Dos hombres sirven a un amo en una y misma obra. Uno sólo vé el trabajo, y da órdenes al segundo, y el segundo ejecuta todo lo que el primero ordena. ¿Os parece justo digo, que el amo recompense sólo al que vé y ordena, y arroje de su casa al que se cansó trabajando? Seguro que no. ¿Cómo entonces soportará esto la Justicia de Dios? El alma y el cuerpo con el sentido del hombre sirven a Dios; el alma sólo vé y ordena el servicio, ya que el alma, al no comer pan, no ayuna, (el alma) no camina, no siente frío ni calor, no cae enferma, y no esmaltada, porque el alma es inmortal: ella no sufre ninguno de los dolores corporales que el cuerpo sufre a merced de los elementos. ¿Es, entonces, justo, digo yo, que sólo el alma entre al Paraíso, y no el cuerpo, que tanto se ha cansado de servir a Dios?>>.

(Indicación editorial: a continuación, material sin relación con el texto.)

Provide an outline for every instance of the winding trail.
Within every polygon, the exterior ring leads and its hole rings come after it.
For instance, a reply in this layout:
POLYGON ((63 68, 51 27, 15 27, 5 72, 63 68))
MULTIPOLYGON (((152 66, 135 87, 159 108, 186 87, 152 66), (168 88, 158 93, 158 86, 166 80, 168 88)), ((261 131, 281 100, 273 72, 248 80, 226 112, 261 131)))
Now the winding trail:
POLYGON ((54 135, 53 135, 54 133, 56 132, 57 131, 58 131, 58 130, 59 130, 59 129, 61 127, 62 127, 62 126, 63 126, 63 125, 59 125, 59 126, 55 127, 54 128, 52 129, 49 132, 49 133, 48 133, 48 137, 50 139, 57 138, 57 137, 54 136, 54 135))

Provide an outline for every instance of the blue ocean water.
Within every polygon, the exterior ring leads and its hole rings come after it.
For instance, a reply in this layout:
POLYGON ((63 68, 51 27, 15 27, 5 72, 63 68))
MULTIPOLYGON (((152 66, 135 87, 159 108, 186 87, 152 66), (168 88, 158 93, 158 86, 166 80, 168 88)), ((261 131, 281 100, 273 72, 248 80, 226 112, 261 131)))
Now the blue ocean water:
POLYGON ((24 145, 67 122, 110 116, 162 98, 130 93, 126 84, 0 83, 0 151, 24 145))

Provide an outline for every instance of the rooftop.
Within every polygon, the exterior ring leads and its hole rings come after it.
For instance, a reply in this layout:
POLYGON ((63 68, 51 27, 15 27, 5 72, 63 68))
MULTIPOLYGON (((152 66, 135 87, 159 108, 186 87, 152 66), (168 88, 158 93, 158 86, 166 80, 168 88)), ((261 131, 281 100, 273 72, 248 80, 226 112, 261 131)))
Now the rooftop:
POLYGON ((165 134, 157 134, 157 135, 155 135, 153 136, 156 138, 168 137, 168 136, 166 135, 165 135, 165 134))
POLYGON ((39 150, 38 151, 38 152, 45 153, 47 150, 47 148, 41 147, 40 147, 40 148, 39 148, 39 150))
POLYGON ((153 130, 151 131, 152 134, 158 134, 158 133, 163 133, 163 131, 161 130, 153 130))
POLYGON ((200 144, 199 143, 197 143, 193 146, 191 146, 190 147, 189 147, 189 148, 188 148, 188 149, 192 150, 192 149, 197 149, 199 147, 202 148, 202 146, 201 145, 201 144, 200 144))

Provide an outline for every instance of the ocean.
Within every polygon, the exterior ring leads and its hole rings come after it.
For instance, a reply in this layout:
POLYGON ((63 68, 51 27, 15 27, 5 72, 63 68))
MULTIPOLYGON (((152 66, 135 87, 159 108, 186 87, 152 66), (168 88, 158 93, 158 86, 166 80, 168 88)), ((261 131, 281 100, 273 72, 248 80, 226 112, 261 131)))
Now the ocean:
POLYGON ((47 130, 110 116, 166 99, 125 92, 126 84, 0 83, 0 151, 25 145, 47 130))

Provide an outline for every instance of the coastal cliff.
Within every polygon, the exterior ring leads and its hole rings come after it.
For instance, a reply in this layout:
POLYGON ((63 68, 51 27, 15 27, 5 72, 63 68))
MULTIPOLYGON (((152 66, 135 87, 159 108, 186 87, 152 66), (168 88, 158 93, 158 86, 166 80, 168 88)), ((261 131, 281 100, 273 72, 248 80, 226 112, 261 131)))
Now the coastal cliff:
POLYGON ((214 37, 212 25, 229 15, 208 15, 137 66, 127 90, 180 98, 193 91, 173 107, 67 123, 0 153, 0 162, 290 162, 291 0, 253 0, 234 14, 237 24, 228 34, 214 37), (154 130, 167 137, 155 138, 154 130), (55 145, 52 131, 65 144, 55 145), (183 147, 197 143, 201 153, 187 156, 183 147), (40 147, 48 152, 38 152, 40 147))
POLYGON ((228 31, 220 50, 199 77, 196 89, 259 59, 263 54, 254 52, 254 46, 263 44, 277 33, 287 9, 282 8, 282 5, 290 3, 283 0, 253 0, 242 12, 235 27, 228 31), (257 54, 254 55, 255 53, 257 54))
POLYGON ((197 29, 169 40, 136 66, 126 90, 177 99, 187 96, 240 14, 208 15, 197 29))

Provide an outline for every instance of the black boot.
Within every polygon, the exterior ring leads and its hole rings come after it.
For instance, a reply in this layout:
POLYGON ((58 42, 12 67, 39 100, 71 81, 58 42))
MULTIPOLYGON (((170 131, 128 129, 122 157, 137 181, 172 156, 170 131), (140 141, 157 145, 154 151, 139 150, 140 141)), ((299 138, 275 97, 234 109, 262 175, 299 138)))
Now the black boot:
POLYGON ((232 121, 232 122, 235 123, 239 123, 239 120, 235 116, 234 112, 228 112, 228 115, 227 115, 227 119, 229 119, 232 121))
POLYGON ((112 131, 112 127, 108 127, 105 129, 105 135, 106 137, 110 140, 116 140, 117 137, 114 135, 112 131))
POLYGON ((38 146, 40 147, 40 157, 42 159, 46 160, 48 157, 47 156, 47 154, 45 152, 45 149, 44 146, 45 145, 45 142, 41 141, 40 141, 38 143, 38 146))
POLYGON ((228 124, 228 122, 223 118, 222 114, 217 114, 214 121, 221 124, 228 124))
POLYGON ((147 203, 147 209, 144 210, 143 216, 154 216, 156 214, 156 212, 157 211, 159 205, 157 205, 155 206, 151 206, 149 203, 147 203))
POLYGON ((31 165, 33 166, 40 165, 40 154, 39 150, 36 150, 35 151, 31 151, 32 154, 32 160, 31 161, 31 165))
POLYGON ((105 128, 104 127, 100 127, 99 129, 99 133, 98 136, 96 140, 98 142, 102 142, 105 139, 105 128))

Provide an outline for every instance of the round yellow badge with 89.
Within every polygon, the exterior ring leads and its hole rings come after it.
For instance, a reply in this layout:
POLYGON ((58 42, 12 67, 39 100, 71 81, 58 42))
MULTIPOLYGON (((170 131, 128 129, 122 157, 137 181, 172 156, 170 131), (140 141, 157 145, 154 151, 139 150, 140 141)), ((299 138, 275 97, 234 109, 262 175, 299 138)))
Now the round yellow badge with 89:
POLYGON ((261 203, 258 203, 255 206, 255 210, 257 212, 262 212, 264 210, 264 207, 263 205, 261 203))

            Pedro contestó: <<¿Pero cómo ha de pecar el cuerpo sin el alma? Ciertamente es imposible. Por lo tanto, al quitar la misericordia de Dios del cuerpo, tú condenas el alma al infierno.

CAPÍTULO 174

            Como que Dios vive, ante Cuya Presencia comparece mi alma, nuestro Dios prometió. Su Misericordia al pecador, diciendo: "En la hora en que el pecador lamente su pecado, Yo Mismo no recordaré jamás sus iniquidades". Ahora, ¿quién va a comer las carnes del Paraíso, si el cuerpo no va allí? ¿El alma? Seguramente no, ya que ella es espíritu>>.

            Pedro contestó: <<Así entonces, los benditos comerán en el Paraíso: ¿pero cómo será la carne eliminada de impurezas?>>.

            Jesús respondió: <<¿Pero qué bendiciones tendrá el cuerpo si él no come ni bebe? Seguramente es adecuado dar gloria en proporción a la cosa glorificada. Pero tú te equivocas, Pedro, al pensar que esa carne estará envuelta en impureza, porque este cuerpo en el tiempo actual come carnes corruptibles, y así es que sale la putrefacción; pero en el Paraíso el cuerpo será incorruptible, impasible, e inmortal, y libre de toda miseria; y las carnes, que son sin defecto alguno, no generarán ninguna putrefacción.

CAPÍTULO 175

            Dios dijo así en Isaías el Profeta, despreciando a los réprobos: "Mis siervos se sientan ante Mi mesa en Mi casa y comerán festivamente, con alegría y con el sonido de arpas y órganos, y Yo no dejaré que tengan necesidad de cosa alguna. Pero vosotros que sois Mis enemigos seréis expulsados lejos de Mi, y moriréis en la misería, mientras todo siervo Mío os despreciará">>.

CAPÍTULO 176

            <<¿De qué sirve decir: "Ellos comerán festejando"?>>, dijo Jesús a sus discípulos; <<seguramente Dios habla claro. ¿Pero para qué propósito son los cuatro ríos de precioso licor en el Paraíso, con tantas frutas? Ciertamente, Dios no come, los ángeles no comen, el alma no come, el sentido no come, sino más bien la carne, la cual es nuestro cuerpo. Por lo tanto la gloria del Paraíso es para el cuerpo las carnes, y para el alma y el sentido Dios y la conversación de los ángeles y espíritus benditos. Esa gloria será revelada mejor por el Mensajero de Dios, quien (ya que Dios creó todas las cosas por amor a él) conoce todas las cosas mejor que ninguna otra criatura>>.

            Dijo Bartolomé: <<Oh maestro, ¿será la gloria del Paraíso igual para todos los hombres? Si es igual, no será justo, y si no es igual, los menores envidiarán a los mayores>>.